All three of them broke into laughter. I guess the German Police had omitted that part of the altercation from their report.
“Well son, at least you warned him first.” Stevens quipped, still smiling.
The colonel nodded at him before returning his attention to his papers. I could feel both the General and Sergeant Major appraising me as I stood there.
“Your report also says that you have a knack for languages. You have listed six different ones that you are fluent in.. What drives a man to learn so many languages?” He asked, peering up at me over his glasses.
“I found it’s a great way to meet girls, sir,” I replied through a smile, rousing another round of laughs from my otherwise silent observers.
“You applied for Ranger training within two months of your arrival here. There is a war going on son. We are liberating Kuwait. You don’t feel that my unit is good enough to fight with?” He asked, leaning back in his chair.
“Sir, the way I see it, I am going to fight in this war sooner or later. I just want to be as highly trained as possible when I do it. You have a fine group of men assembled under you, but when the shit hits the fan, I don’t want to be surrounded by good soldiers. I want to be surrounded by the best.”
“Why was he rejected Colonel?” Seaton asked after casting a glance at Stevens.
“His squad leader claimed he was psychologically unstable,” he replied with a shake of his head.
“Ah hell, who isn’t in this day and age?” Stevens added with a nod.
“Well son, have you given any thought of what you are going to do when all of this is over?” The Colonel asked, returning his attention to me.
“I’m afraid I don’t understand the question sir.”
“I mean to say, you can’t soldier forever. You tour will be up in another year and they won’t let you re-up with the criminal record you have amassed. If the Army doesn’t want a man with a criminal record, how many civilian employers do you think will be willing to give you a chance?”
“I guess I haven’t thought that far ahead, sir.” I replied softly, realizing for the first time that I was not only accountable for my actions, but for the affects my actions would have on my future.
“What do you think, Sergeant Major Stevens?” The Colonel asked, watching him rub his chin.
“He is a little rough around the edges, but he has the look that could blend in with about any of them and it sounds like he has the tenacity to get the job done.”
“We have a mission for you that is highly unorthodox. It will put you through a highly modified Ranger course. If you choose to accept it, your record will be wiped clean and you will never see a courtroom over your latest transgression.”
“What’s the catch?” I asked wondering what they wanted from me that would be worth so much to them.

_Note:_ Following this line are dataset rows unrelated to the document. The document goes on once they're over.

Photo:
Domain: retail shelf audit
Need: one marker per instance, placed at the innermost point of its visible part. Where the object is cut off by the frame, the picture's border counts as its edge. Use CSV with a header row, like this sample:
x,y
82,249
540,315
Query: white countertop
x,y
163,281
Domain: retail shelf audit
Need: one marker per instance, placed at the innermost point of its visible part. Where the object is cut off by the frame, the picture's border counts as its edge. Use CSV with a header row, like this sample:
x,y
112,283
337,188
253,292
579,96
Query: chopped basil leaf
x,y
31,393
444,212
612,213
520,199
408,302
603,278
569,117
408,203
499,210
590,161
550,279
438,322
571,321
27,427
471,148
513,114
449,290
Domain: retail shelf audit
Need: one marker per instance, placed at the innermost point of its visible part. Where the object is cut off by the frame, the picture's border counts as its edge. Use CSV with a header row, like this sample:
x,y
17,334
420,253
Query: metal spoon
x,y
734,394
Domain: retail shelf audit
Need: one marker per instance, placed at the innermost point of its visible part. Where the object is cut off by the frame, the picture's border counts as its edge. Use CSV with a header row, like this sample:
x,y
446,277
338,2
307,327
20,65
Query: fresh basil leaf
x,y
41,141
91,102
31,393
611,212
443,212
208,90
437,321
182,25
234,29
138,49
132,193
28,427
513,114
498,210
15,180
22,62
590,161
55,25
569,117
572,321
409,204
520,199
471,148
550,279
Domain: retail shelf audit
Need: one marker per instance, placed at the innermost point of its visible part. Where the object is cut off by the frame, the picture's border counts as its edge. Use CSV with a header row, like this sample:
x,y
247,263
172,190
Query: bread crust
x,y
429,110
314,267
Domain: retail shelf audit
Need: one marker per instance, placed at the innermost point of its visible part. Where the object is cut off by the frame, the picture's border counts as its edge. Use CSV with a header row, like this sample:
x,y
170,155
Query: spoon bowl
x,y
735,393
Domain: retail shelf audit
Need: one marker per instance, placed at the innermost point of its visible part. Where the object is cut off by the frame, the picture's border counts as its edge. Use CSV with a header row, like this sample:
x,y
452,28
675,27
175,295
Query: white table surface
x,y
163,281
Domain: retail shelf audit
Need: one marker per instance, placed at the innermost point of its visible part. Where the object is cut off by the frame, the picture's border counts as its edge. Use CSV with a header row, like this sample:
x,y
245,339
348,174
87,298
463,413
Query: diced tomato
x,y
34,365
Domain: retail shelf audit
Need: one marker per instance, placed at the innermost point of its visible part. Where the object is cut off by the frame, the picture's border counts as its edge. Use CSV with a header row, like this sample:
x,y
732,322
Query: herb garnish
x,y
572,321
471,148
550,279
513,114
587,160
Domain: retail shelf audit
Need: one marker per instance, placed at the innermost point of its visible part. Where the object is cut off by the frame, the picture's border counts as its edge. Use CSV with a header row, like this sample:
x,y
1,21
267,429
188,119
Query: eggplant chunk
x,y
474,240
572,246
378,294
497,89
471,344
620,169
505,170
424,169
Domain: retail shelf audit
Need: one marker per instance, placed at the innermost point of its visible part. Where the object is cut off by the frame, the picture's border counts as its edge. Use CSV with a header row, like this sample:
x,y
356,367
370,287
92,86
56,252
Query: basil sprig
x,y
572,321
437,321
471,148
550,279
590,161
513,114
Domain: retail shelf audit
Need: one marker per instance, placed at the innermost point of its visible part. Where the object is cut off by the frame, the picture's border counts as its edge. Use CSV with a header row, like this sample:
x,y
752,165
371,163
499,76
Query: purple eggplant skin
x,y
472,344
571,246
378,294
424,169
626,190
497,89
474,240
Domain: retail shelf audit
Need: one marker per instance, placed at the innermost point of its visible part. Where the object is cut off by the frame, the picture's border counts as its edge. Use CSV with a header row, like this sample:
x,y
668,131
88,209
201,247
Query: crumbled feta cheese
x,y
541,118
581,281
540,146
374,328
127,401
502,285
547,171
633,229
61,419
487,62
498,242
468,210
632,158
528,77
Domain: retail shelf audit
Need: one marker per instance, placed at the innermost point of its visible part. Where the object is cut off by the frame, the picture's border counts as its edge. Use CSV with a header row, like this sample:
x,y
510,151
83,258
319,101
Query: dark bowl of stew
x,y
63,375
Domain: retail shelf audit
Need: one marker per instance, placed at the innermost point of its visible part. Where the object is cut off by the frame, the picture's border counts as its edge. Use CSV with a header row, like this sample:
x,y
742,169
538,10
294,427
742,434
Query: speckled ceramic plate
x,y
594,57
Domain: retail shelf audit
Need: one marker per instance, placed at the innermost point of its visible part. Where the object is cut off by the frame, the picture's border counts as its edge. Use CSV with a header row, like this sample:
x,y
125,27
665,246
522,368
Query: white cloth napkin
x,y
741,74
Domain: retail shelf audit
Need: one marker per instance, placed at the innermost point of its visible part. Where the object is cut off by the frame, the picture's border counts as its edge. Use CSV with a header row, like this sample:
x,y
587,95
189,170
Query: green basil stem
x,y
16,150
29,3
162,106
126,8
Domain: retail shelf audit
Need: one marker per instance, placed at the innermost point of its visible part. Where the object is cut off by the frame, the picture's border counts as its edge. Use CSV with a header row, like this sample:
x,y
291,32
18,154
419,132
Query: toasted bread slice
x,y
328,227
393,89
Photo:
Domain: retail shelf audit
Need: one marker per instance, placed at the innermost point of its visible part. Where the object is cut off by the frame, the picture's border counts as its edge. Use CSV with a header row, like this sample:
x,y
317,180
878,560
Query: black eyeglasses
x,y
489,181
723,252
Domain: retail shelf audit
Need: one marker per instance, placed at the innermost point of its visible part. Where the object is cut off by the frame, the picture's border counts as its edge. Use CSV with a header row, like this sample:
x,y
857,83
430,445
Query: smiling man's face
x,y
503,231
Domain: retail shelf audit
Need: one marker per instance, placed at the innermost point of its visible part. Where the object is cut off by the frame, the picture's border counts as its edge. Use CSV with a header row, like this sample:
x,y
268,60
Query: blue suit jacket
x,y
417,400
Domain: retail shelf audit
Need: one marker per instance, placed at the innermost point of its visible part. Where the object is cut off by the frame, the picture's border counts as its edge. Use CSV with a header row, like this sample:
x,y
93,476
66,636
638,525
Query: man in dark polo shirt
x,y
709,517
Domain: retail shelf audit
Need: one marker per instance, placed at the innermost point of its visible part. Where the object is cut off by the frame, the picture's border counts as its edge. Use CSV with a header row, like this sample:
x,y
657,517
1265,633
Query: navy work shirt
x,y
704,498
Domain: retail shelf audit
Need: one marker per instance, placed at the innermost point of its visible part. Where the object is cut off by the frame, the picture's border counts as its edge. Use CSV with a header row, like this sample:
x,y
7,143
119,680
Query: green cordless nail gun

“You will only have two months of training in an undisclosed desert location. You will live off of goat meat and dried dates. You will live, eat, and sleep with the six men that will be with you on the mission. You will learn to speak as much Kurdi as possible in that time. When you deploy for your mission, you will not be wearing your Army Uniform.”
“Will I be issued an Iraqi
Uniform then?” I wondered aloud, not sure if I liked where this was heading.
“The clothing we have seen worn by the Iraqi troops makes a mockery of the word uniform. But you will be given something that will pass for one.”
“What’s the assignment, sir?” I asked, realizing that this was sounding more and more like a suicide mission.
“I can’t tell you that, son. The only other thing I can tell you before you make your decision is how long you will be on the mission. We are asking for two weeks. Just two weeks worth of work and you get a brand new start.”
So I must decide between a life with no future and a life that will probably be cut short. I wondered what I would be doing for those two weeks. Oh well, sanity has never been my strong point.
“Put me in coach, I’m ready to play!”